Runs
A run is a single end-to-end cycle: compile your behaviour spec into training data, augment examples with AI, fine-tune the model, and auto-evaluate the result.
The Run Object
{
"id": "e0b7694b-2c65-4199-89a1-fc54a6a6010c",
"behavior_spec_id": "cafd8799-...",
"run_number": 1,
"status": "completed",
"spec_snapshot": { ... },
"dataset_id": "dc66546b-...",
"fine_tune_job_id": "b3e2b918-...",
"model_id": "96e9f0d9-...",
"hyperparameters": {
"augment": true,
"n_epochs": 4,
"lora_rank": 8,
"lora_alpha": 16
},
"eval_summary": {
"total": 5,
"avg_score": 0.82,
"pass_rate": 0.8,
"scoring_method": "llm_judge",
"regressions": 0,
"improvements": 3
},
"started_at": "2026-03-06T10:30:00.000Z",
"completed_at": "2026-03-06T10:57:50.000Z"
}Run Lifecycle
| Status | Description |
|---|---|
preparing | Compiling spec → augmenting examples → uploading to provider |
training | Fine-tuning job running on Together AI |
evaluating | Model being tested against the spec's examples |
completed | Eval results available |
failed | Error — check the error field |
cancelled | Manually cancelled |
Spec Snapshot
Every run captures a spec_snapshot — a frozen copy of the behaviour spec at run time. You can freely edit your spec between runs; each run preserves exactly what it trained on.
Eval Summary
| Field | Description |
|---|---|
avg_score | Mean score across all examples (0–1) |
pass_rate | Fraction of examples that passed (score ≥ 0.7) |
exact_match_rate | Fraction of near-perfect scores (≥ 0.95) |
avg_latency_ms | Mean inference latency per example |
scoring_method | llm_judge or similarity |
regressions | Examples that scored ≥ 0.1 worse than previous run |
improvements | Examples that scored ≥ 0.1 better than previous run |
Start a Run
POST /api/v1/behavior-specs/:id/runs
curl -X POST https://api.tunedtensor.com/v1/behavior-specs/:id/runs \
-H "Authorization: Bearer tt_your_api_key" \
-H "Content-Type: application/json" \
-d '{
"augment": true,
"hyperparameters": {
"n_epochs": 4,
"learning_rate": 0.00002,
"lora_rank": 8,
"lora_alpha": 16
}
}'| Parameter | Default | Description |
|---|---|---|
augment | true | Use AI to expand examples into a larger training set |
hyperparameters.n_epochs | 4 | Number of training epochs (1–20) |
hyperparameters.learning_rate | auto | Learning rate |
hyperparameters.batch_size | 8 | Training batch size (min 8) |
hyperparameters.lora_rank | 8 | LoRA adapter rank |
hyperparameters.lora_alpha | 16 | LoRA alpha scaling factor |
Returns immediately with status preparing. Work happens asynchronously.
List Runs for a Spec
GET /api/v1/behavior-specs/:id/runs
curl https://api.tunedtensor.com/v1/behavior-specs/:id/runs \
-H "Authorization: Bearer tt_your_api_key"List All Runs
GET /api/v1/runs
curl https://api.tunedtensor.com/v1/runs \
-H "Authorization: Bearer tt_your_api_key"Returns runs across all specs with _spec_name for display.
Get Run Detail
GET /api/v1/runs/:id
curl https://api.tunedtensor.com/v1/runs/:id \
-H "Authorization: Bearer tt_your_api_key"Returns the full run with _evals — per-example results sorted by score (worst first).
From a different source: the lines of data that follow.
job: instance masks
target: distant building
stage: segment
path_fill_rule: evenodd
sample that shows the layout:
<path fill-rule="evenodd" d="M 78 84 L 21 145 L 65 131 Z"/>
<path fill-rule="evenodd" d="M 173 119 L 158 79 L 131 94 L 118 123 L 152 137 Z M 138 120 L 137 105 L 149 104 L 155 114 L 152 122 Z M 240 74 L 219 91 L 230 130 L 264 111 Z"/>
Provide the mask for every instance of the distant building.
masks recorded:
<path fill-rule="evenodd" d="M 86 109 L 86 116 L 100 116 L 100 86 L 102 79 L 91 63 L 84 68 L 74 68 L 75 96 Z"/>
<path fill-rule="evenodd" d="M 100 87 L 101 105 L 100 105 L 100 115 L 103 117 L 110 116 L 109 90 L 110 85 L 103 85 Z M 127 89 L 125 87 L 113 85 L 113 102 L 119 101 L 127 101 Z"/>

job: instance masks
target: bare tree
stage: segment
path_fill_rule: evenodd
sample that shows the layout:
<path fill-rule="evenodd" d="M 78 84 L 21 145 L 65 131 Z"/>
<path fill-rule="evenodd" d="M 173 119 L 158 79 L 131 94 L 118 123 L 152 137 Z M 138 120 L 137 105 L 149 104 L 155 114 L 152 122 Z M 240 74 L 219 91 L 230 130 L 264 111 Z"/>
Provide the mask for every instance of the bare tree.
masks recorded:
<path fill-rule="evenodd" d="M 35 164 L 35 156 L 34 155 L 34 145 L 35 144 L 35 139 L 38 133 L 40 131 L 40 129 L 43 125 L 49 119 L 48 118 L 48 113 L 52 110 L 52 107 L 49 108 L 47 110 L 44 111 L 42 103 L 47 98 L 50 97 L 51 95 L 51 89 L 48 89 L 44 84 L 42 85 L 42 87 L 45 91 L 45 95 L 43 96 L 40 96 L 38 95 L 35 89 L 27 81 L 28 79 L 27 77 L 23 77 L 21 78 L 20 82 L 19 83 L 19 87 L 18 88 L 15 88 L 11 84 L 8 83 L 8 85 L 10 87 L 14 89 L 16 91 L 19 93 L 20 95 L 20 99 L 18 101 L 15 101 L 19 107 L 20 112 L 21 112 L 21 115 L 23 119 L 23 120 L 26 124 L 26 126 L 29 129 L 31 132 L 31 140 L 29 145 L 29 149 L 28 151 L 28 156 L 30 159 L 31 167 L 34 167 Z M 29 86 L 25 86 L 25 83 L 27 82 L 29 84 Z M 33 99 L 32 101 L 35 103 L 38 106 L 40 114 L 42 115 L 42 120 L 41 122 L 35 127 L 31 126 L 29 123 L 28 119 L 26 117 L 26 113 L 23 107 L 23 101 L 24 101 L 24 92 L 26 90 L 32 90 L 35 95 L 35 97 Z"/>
Each eval includes:
prompt,expected,actualscore(0–1),passed(boolean)reasoning— LLM judge's explanationlatency_ms— inference time
Cancel a Run
POST /api/v1/runs/:id/cancel
curl -X POST https://api.tunedtensor.com/v1/runs/:id/cancel \
-H "Authorization: Bearer tt_your_api_key"Cancels runs in preparing, training, or evaluating status. Also cancels the provider fine-tuning job if running.